What are your thoughts on individuals having the resume to cover specific events but due to publication circulation numbers or name recognition they receive a denial from the venue?
It is hard to say because each venue has different policies in place and I think there are so many blogs out there that clogs a lot of the publications that produce great work. I think hopefully with good journalism, those platforms you are interested in will see your value, and there is no way to deny you. If the work that you produce is excellent, then I think you can gain entry. It hard for me to answer because I am not on that end and I don’t know how many applications they are getting or their criteria on seat limitation. Keep pumping out great work, and you will get there.
Do you remember the last denial of access to an event as a member of the media and what was it?

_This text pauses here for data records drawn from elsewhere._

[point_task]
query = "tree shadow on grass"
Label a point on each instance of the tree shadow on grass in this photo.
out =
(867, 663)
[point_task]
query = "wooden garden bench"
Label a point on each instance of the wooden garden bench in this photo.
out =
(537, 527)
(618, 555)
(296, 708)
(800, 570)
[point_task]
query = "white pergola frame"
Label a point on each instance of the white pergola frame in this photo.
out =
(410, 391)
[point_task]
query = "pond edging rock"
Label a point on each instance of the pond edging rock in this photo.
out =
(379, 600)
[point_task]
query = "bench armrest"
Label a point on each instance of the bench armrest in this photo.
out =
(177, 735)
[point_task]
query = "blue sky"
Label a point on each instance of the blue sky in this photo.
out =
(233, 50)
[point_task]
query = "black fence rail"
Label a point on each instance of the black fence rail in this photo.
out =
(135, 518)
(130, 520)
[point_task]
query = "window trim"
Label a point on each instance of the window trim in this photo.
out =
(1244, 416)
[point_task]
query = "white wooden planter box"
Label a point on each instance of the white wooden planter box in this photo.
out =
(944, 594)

Luckily, I haven’t been denied. But I have always stayed in my realistic realm.
What advice would you like to share with young upcoming sports journalists looking to land paid positions at entities like, NBC, CBS, Fox, ESPN, Bleacher Report, and Deadspin?
I think when starting out, you must lower your expectations because there are too many mistakes made as a journalist. It took me 21 years to reach the ESPN platform, and I recently mentored a reporter that was an outstanding journalist in college, and his first job was in Laredo Texas. While he was there, he was able to make mistakes and learn from them to allow him to be a better reporter. I think too many young journalists have the mentality of wanting to be featured at these more prominent platforms right out of college and you have to build up to get to them.
Would you ever consider starting a platform as Bill Simmons did with ‘The Ringer’?
I enjoy working at ESPN and ‘The Undefeated. Best job I’ve ever had.
Is there anything else that we should be aware of that you are involved in this year?
My tenure at the NABJ as Chair of the Sports Task Force has ended, but I plan to stay involved, and I am excited about the direction they are moving in. There is a Diversity in Sports group at San Jose State that I am on the board for, and they are at the forefront. A lot of what I do involves mentoring young journalists behind the scenes.